Quadro de Pessoal em Razão do Vínculo

Artigo 9.º
Pessoal do quadro definitivo, eventual e assalariado
  1. 1. As necessidades permanentes dos serviços públicos são asseguradas pelos funcionários do quadro definitivo.
  2. 2. O pessoal do quadro eventual compreende os agentes administrativos que ingressam na função pública através de contrato administrativo de provimento e nela permaneçam durante cinco anos.
  3. 3. Os agentes administrativos positivamente avaliados durante cinco anos consecutivos de actividade nos serviços públicos transitam para o quadro definitivo.
  4. 4. O contrato administrativo de provimento constitui a regra de ingresso dos agentes administrativos na função pública.

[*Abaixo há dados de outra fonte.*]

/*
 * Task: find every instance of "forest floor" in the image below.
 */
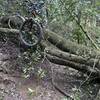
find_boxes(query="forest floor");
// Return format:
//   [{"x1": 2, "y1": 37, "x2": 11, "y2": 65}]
[{"x1": 0, "y1": 42, "x2": 100, "y2": 100}]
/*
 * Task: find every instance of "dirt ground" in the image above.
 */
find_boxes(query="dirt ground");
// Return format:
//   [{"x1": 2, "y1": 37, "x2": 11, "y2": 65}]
[{"x1": 0, "y1": 42, "x2": 100, "y2": 100}]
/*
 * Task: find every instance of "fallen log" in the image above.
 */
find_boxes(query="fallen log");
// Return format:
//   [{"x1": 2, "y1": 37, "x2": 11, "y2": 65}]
[{"x1": 0, "y1": 28, "x2": 100, "y2": 77}]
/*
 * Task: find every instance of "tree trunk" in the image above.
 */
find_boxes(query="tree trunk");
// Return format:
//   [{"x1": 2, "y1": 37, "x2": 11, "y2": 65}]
[{"x1": 0, "y1": 18, "x2": 100, "y2": 77}]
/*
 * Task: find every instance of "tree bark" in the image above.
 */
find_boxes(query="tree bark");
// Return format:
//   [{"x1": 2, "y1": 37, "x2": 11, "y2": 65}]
[{"x1": 0, "y1": 28, "x2": 100, "y2": 77}]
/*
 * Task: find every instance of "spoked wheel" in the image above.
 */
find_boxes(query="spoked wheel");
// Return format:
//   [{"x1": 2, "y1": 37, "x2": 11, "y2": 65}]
[
  {"x1": 8, "y1": 15, "x2": 25, "y2": 29},
  {"x1": 20, "y1": 18, "x2": 43, "y2": 47}
]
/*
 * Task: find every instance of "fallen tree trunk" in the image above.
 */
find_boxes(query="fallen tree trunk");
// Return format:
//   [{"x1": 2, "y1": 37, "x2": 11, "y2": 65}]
[
  {"x1": 45, "y1": 48, "x2": 100, "y2": 69},
  {"x1": 46, "y1": 54, "x2": 100, "y2": 77},
  {"x1": 0, "y1": 28, "x2": 100, "y2": 77}
]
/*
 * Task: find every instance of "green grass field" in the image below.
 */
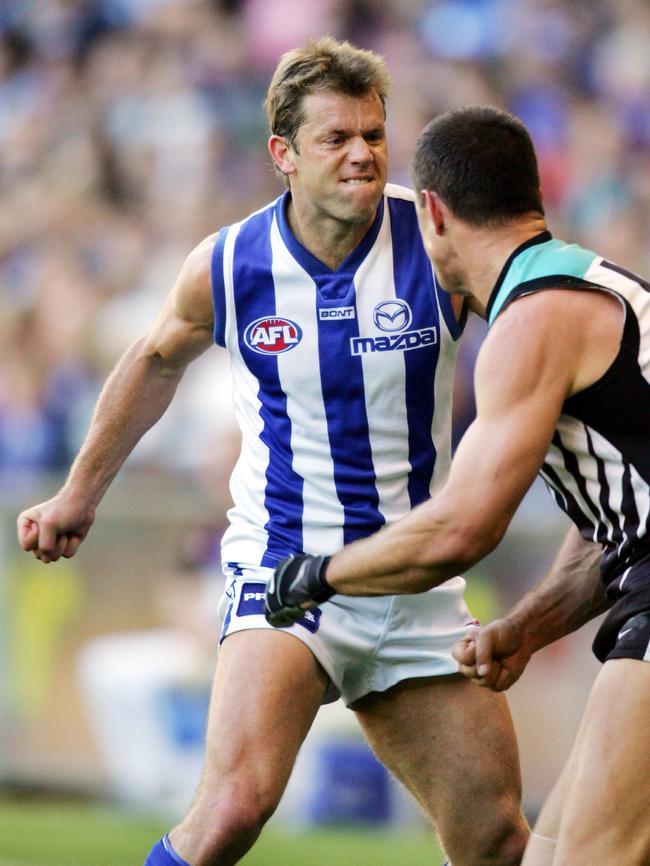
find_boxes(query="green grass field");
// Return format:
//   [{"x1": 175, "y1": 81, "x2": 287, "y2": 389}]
[{"x1": 0, "y1": 799, "x2": 443, "y2": 866}]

  5. 5. As necessidades transitórias e excepcionais, quando não possam ser asseguradas pelo pessoal do quadro definitivo e do quadro eventual, são satisfeitas por pessoal contratado a prover em regime de contrato de trabalho por tempo determinado, constituindo o pessoal do quadro assalariado.
  6. 6. O contrato administrativo de provimento concede a faculdade do trabalhador exercer as funções de serviço público com sujeição ao regime da função pública sem obter a qualidade de funcionário público durante um período de até cinco anos.
  7. 7. O contrato de trabalho por tempo determinado tem a duração de até um ano e concede ao trabalhador o exercício de missões e tarefas ligadas ao serviço público nos casos de aumento temporário de volume de trabalho dos serviços, de necessidade de desenvolver actividades sazonais ou de execução de tarefas específicas de curta duração.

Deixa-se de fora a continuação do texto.